Altair Radioss is a tool for structural analysis under impact or crash conditions, with benchmarks measuring hardware performance data. AMD EPYC 9684X and EPYC 9384X systems outperformed Intel Xeon Platinum 8480+ and Intel Xeon Platinum 8462Y+ systems, respectively. Ansys LS-DYNA® is a simulation program capable of simulating complex real-world short-duration events in various industries. AMD EPYC 9004 processors with AMD 3D V-Cache technology offer impressive performance for technical computing workloads, minimizing time to solution and reducing software licensing costs. The 4th Gen AMD EPYC processors with AMD 3D V-Cache technology deliver exceptional performance for memory bandwidth bound workloads.
Super-linear scaling
Super-linear scaling, which occurs when adding more computational nodes to a cluster leads to accelerated performance. AMD testing showed super-linear scaling with the OpenFOAM Motorbike model, where the performance increased significantly as more nodes were added.

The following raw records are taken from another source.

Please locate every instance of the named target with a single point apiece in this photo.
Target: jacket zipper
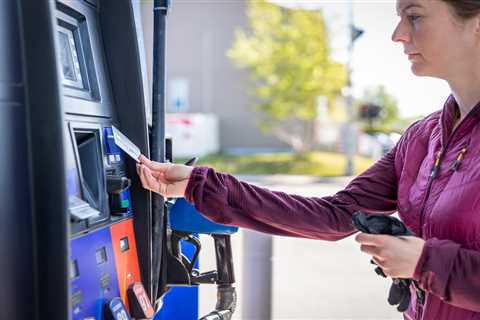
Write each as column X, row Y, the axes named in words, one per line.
column 433, row 175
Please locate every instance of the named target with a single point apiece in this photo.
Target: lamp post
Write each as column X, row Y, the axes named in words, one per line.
column 354, row 34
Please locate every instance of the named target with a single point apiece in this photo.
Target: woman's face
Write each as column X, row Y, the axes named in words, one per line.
column 438, row 43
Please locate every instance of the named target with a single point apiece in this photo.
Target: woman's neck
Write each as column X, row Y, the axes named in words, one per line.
column 466, row 94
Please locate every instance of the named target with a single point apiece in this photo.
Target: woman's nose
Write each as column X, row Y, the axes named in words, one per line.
column 401, row 33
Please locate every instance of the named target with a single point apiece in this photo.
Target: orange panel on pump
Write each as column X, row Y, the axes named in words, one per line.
column 126, row 259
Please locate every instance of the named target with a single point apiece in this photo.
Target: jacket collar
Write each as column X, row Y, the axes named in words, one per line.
column 447, row 120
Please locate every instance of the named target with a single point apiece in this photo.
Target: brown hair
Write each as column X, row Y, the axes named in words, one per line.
column 464, row 9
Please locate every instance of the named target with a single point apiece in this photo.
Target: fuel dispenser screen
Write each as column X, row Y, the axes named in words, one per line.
column 92, row 173
column 89, row 153
column 69, row 59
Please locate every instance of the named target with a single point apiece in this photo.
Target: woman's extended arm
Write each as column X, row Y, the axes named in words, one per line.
column 224, row 199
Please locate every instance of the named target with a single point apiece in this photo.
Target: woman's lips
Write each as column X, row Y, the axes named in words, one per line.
column 413, row 56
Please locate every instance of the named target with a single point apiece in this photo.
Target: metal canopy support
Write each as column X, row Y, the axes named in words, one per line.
column 160, row 10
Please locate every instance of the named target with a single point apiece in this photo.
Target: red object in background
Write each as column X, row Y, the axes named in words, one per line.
column 140, row 305
column 126, row 258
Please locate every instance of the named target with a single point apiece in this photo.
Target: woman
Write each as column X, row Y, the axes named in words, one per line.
column 431, row 177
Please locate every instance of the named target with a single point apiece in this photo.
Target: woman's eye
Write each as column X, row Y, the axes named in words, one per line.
column 413, row 18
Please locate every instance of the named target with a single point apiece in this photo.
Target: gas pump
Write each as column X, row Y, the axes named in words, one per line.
column 184, row 224
column 109, row 263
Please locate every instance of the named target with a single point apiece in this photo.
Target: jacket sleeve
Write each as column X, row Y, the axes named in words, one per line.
column 226, row 200
column 450, row 272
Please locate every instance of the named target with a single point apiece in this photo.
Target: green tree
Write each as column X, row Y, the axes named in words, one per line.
column 389, row 118
column 287, row 54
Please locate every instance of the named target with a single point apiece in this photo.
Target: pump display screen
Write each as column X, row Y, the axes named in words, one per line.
column 74, row 269
column 69, row 59
column 89, row 152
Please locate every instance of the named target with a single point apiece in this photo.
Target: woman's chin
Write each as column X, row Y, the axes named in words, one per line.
column 419, row 71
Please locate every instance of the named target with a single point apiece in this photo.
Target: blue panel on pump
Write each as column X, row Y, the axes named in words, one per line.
column 184, row 217
column 92, row 274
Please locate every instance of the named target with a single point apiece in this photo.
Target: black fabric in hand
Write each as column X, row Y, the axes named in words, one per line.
column 399, row 294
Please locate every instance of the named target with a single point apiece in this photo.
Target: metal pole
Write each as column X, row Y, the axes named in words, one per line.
column 350, row 136
column 160, row 10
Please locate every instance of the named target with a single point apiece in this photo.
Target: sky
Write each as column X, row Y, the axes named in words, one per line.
column 377, row 60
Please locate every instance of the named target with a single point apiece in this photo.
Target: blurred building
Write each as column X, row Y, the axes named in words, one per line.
column 201, row 78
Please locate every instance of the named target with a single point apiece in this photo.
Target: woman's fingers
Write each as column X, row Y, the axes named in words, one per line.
column 153, row 165
column 371, row 250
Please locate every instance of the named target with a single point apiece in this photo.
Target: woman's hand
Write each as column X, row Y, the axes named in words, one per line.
column 167, row 179
column 397, row 256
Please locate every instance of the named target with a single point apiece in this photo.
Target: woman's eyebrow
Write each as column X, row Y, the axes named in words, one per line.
column 412, row 5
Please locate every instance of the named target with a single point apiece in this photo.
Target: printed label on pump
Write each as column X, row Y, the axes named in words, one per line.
column 125, row 144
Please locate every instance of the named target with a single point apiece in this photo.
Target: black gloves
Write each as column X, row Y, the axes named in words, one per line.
column 399, row 294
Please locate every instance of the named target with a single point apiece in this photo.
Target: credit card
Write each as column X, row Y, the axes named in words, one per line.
column 125, row 144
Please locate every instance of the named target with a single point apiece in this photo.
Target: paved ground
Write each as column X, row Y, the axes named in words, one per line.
column 309, row 279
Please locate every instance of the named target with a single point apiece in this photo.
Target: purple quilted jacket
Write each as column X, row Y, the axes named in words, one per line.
column 431, row 177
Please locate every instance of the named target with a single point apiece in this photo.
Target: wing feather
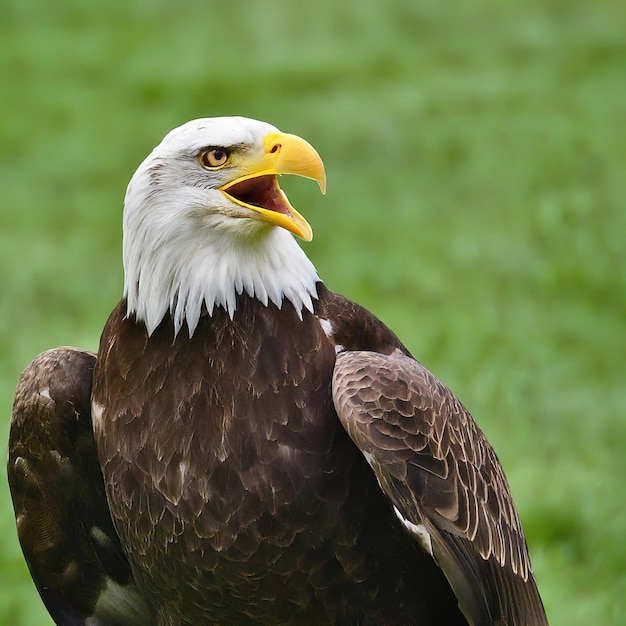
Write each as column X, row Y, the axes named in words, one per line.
column 441, row 474
column 63, row 520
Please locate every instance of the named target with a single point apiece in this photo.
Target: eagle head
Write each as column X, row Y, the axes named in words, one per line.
column 205, row 221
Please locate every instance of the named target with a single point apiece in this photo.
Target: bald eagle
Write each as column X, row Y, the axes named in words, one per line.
column 248, row 447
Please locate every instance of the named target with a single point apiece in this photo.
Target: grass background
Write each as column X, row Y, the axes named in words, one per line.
column 475, row 153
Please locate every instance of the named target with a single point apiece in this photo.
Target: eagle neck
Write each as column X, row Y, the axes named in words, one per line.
column 204, row 270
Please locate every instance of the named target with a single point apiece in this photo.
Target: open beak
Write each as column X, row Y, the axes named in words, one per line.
column 258, row 189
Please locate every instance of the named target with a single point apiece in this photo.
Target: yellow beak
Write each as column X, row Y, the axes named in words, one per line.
column 258, row 189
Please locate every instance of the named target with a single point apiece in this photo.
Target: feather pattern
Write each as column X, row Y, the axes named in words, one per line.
column 441, row 474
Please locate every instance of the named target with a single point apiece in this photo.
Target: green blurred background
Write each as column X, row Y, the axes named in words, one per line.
column 475, row 154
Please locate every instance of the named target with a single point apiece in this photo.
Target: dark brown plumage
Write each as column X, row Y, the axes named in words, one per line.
column 277, row 464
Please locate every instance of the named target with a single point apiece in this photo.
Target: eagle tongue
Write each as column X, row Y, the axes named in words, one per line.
column 263, row 192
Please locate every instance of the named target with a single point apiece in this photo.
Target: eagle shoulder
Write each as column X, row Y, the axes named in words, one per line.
column 63, row 521
column 443, row 479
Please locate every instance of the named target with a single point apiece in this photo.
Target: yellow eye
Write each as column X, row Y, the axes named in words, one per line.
column 212, row 159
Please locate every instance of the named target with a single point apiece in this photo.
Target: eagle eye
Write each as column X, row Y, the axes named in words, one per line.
column 214, row 158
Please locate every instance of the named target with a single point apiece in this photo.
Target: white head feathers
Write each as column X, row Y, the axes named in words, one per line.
column 185, row 244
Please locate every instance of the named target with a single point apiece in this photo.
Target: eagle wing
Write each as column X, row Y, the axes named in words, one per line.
column 63, row 519
column 444, row 481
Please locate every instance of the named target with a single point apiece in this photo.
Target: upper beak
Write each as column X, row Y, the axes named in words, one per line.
column 258, row 189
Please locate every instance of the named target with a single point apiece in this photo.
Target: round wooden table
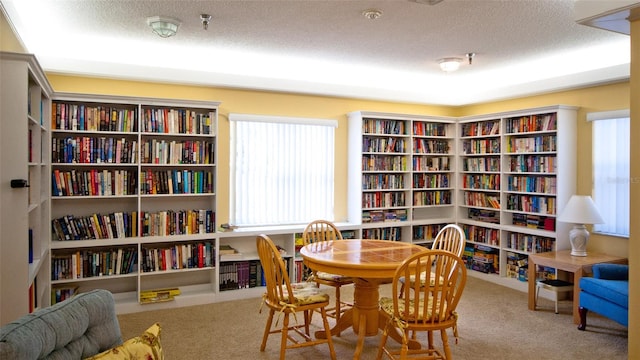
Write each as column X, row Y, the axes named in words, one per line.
column 369, row 263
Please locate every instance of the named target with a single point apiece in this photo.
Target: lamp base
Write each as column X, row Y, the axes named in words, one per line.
column 578, row 237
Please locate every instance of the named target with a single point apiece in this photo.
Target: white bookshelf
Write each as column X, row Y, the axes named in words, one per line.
column 140, row 188
column 536, row 166
column 418, row 175
column 24, row 117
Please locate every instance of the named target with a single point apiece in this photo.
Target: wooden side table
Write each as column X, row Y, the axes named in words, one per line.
column 563, row 260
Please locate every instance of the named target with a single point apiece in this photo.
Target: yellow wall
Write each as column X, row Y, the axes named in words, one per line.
column 8, row 40
column 599, row 98
column 251, row 102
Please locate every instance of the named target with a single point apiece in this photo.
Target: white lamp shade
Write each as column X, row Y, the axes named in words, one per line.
column 581, row 210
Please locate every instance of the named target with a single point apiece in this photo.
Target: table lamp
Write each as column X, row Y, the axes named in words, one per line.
column 580, row 210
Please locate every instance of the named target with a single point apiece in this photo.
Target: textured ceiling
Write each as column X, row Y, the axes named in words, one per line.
column 522, row 47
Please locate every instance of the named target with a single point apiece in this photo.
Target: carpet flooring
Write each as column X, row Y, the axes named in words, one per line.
column 494, row 323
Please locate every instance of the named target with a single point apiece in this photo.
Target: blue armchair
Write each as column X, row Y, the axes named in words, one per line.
column 606, row 293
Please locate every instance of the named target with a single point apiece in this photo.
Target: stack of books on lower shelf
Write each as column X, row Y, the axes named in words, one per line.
column 227, row 253
column 158, row 295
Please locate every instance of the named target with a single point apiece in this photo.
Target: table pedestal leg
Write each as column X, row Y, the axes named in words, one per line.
column 365, row 316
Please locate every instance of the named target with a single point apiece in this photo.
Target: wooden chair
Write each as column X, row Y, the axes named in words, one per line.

AMD remains committed to delivering high-performance data center processors and continues to innovate with products like the 4th Gen AMD EPYC processors and AMD EPYC 9004 processors with AMD 3D V-Cache technology. These processors offer exceptional performance and efficiency, addressing the evolving needs of various market segments and verticals.